Ha chiesto le dimissioni del manager anche Angelo Bonelli, co-portavoce nazionale di Europa Verde e deputato di Alleanza Verdi e Sinistra. “Le parole del presidente Claudio Anastasio sono gravissime. Giorgia Meloni dovrebbe sapere che Matteotti fu rapito e ucciso dal regime fascista proprio perché denunciava le violenze di Mussolini in Italia – ha osservato Bonelli – Le parole di Anastasio rappresentano il modo di portare avanti quel revisionismo storico che la destra vorrebbe compiere.
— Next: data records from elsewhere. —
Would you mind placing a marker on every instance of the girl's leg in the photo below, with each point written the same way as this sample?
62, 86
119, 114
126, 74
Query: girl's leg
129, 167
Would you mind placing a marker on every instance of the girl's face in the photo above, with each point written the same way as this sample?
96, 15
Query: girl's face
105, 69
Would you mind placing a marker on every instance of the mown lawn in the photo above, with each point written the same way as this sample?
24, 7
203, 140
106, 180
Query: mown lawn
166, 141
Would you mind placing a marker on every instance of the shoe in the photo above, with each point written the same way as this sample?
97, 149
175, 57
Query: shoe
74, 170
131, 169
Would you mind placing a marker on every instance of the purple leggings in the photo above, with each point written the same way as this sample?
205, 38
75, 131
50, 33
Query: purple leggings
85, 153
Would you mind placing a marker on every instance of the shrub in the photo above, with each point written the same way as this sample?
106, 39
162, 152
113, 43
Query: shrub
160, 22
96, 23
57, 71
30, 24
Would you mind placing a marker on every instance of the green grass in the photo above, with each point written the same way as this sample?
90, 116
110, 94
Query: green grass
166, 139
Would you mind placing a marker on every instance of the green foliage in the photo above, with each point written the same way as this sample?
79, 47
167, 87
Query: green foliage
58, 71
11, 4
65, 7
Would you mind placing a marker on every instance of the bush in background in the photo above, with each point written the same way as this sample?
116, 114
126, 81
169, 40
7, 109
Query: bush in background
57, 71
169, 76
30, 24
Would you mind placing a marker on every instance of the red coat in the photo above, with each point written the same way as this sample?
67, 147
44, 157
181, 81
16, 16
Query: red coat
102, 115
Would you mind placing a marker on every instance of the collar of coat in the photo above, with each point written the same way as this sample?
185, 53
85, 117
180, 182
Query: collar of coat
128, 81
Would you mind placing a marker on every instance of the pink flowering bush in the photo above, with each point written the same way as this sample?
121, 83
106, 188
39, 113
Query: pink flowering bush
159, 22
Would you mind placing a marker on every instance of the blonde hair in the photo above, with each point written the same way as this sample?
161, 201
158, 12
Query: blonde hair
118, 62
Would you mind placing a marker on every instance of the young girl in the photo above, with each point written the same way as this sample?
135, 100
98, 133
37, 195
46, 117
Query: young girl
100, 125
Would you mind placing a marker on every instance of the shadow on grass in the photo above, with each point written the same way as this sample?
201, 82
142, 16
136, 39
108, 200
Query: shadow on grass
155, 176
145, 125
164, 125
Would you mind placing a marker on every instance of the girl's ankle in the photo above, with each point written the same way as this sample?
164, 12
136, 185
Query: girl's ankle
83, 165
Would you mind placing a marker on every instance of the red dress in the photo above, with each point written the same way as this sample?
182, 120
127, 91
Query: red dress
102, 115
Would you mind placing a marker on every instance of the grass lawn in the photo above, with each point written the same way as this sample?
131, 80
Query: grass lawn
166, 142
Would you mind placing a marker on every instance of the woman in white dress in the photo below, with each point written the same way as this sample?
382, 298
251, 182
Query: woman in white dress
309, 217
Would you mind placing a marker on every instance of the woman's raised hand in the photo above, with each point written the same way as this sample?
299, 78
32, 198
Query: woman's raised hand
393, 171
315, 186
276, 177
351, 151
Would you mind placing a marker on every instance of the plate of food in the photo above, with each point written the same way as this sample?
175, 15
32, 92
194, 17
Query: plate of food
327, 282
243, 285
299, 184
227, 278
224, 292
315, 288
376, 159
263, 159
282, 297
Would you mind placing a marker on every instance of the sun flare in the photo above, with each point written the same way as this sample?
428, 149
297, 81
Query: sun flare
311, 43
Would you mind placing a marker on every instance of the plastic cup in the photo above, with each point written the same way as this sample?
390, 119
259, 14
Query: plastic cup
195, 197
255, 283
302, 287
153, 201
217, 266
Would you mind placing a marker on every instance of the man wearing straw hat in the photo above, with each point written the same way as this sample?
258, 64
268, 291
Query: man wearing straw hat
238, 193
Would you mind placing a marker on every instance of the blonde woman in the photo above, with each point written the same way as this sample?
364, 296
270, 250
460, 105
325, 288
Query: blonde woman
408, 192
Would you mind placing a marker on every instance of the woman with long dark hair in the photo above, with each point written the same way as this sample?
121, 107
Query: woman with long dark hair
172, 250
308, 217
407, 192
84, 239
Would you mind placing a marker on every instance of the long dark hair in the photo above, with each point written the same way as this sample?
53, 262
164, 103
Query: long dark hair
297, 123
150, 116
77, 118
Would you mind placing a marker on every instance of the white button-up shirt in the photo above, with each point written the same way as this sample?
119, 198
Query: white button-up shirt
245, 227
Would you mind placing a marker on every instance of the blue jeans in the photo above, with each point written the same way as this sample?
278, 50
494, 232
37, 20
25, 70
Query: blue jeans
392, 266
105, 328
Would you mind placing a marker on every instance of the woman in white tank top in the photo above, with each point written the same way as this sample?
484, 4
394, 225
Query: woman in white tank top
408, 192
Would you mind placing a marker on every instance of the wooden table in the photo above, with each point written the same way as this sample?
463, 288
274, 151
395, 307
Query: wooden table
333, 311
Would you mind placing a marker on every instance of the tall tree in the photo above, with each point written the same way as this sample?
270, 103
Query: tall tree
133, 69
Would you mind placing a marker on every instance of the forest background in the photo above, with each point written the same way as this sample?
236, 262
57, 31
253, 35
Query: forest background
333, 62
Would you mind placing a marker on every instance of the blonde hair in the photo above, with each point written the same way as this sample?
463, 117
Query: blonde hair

Siamo con Ezio Mauro quando sostiene che Giorgia Meloni si rifiuta di fare “un gesto di chiarezza rispetto al mondo da cui proviene” mentre ordisce il disegno di “neutralizzare la memoria del fascismo” e di cancellare “l’antifascismo come cultura civile del Paese”. Anche perché voglio ricordare che gli storici ricordano proprio quelle parole di Mussolini come l’esatto momento che ha portato alla trasformazione del regime fascista in dittatura”.
Al coro si è aggiunto anche Nicola Fratoianni, segretario nazionale di Sinistra italiana: “Un manager? No, un aspirante gerarca che rozzamente cerca di imitare Benito Mussolini copiando un suo macabro discorso dittatoriale e inviandolo via email al Cda di un società pubblica. Un episodio incredibile ma che è accaduto davvero nel 2023, in Italia con l’amministratore delegato della 3-I nominato da questo governo” ha commentato Fratoianni. Che dopo aver richiesto le dimissioni ha aggiunto: “Meloni lo nomini guardia d’onore del Duce e lo mandi a Predappio davanti alla Cripta così lui sarà contento e il nostro Paese non dovrà continuare a pagare con i soldi dei contribuenti un simile personaggio”.
Indignato anche Filiberto Zaratti, capogruppo di Alleanza Verdi e Sinistra in commissione Affari costituzionali, primo firmatario, con Arturo Scotto del Pd, della proposta di legge per celebrare Giacomo Matteotti nel centenario del suo assassinio. “Giorgia Meloni spieghi come sia stato possibile la nomina di quel manager”.